In production.scm it is defined as

```
(service redis-service-type
         (redis-configuration
          (bind "127.0.0.1")
          (port 6379)
          (working-directory "/var/lib/redis")))
```

The defaults are the same as the definition of redis-service-type (in guix). Not sure why we are duplicating.

After starting redis by hand I get another error `500 DatabaseError: The following exception was raised while attempting to access http://auth.genenetwork.org/auth/data/authorisation: database disk image is malformed`. The problem is it created
a DB in the wrong place.
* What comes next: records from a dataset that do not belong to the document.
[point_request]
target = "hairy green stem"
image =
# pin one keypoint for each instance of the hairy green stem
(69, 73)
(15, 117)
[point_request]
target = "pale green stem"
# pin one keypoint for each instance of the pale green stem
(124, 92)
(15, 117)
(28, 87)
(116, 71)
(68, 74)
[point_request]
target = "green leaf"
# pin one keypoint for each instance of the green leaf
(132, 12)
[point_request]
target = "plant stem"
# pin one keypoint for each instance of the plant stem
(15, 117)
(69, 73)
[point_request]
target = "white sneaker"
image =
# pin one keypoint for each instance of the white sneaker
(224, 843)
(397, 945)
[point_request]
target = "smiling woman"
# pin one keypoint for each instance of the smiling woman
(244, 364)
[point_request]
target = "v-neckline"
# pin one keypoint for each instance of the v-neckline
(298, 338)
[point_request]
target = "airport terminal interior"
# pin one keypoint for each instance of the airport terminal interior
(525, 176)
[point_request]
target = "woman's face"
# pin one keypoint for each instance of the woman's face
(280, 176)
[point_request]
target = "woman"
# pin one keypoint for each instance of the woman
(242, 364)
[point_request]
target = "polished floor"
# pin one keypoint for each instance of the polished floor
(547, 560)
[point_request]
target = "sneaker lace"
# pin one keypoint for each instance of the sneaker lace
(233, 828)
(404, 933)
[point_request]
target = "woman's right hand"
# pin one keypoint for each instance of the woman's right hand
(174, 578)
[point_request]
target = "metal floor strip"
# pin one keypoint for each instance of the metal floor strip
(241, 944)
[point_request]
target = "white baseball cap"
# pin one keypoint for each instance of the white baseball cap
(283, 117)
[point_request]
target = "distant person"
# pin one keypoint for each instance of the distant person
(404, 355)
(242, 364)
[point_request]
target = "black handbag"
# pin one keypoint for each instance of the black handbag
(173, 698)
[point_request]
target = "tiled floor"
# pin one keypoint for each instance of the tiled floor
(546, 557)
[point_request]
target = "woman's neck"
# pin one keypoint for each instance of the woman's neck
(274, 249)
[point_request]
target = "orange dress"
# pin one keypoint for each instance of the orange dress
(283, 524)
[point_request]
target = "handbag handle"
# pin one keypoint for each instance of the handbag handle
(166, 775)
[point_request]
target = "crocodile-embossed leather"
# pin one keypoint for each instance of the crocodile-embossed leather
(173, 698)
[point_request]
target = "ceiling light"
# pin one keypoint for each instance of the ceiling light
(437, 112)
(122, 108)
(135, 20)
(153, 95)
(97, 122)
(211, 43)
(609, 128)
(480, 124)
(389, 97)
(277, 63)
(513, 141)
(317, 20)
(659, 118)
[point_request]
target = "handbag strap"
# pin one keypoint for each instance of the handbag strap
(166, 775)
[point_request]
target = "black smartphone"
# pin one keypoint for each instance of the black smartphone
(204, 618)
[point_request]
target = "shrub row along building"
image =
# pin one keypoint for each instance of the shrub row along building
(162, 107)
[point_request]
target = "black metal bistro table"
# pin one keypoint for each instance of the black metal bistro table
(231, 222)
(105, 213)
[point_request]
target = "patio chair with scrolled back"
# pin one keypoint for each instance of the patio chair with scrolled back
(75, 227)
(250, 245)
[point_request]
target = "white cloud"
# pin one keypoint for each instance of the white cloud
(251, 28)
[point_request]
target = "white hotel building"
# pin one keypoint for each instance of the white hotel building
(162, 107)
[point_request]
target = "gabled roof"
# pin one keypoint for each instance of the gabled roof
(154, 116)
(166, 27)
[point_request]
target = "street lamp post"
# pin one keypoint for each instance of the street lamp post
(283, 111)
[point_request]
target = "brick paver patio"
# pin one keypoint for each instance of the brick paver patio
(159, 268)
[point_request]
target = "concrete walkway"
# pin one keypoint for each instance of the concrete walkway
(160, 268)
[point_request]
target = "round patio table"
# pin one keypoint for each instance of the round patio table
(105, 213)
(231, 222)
Alright, the logs in the container say:

```
Feb 23 14:04:31 genenetwork-production shepherd[1]: [redis-server] 3977:C 23 Feb 2025 14:04:31.040 # oO0OoO0OoO0Oo Redis is starting oO0OoO0OoO0Oo
Feb 23 14:04:31 genenetwork-production shepherd[1]: [redis-server] 3977:C 23 Feb 2025 14:04:31.040 # Redis version=7.0.12, bits=64, commit=00000000, modified=0, pid=3977, just started
Feb 23 14:04:31 genenetwork-production shepherd[1]: [redis-server] 3977:C 23 Feb 2025 14:04:31.040 # Configuration loaded
Feb 23 14:04:31 genenetwork-production shepherd[1]: [redis-server] 3977:M 23 Feb 2025 14:04:31.041 * Increased maximum number of open files to 10032 (it was originally set to 1024).
Feb 23 14:04:31 genenetwork-production shepherd[1]: [redis-server] 3977:M 23 Feb 2025 14:04:31.041 * monotonic clock: POSIX clock_gettime
Feb 23 14:04:31 genenetwork-production shepherd[1]: [redis-server] 3977:M 23 Feb 2025 14:04:31.041 * Running mode=standalone, port=6379.
Feb 23 14:04:31 genenetwork-production shepherd[1]: [redis-server] 3977:M 23 Feb 2025 14:04:31.042 # Server initialized
Feb 23 14:04:31 genenetwork-production shepherd[1]: [redis-server] 3977:M 23 Feb 2025 14:04:31.042 # WARNING Memory overcommit must be enabled! Without it, a background save or replication may fail under low memory condition. To fix this issue add 'vm.overcommit_memory = 1' to /etc/sysctl.conf and then reboot or run the command 'sysctl vm.overcommit_memory=1' for this to take effect.
Feb 23 14:04:31 genenetwork-production shepherd[1]: [redis-server] 3977:M 23 Feb 2025 14:04:31.042 # Wrong signature trying to load DB from file
Feb 23 14:04:31 genenetwork-production shepherd[1]: [redis-server] 3977:M 23 Feb 2025 14:04:31.042 # Fatal error loading the DB: Invalid argument. Exiting.
Feb 23 14:04:31 genenetwork-production shepherd[1]: Service redis (PID 3977) exited with 1.
```

This is caused by a newer version of redis. This is odd because we are using the same version from the container?!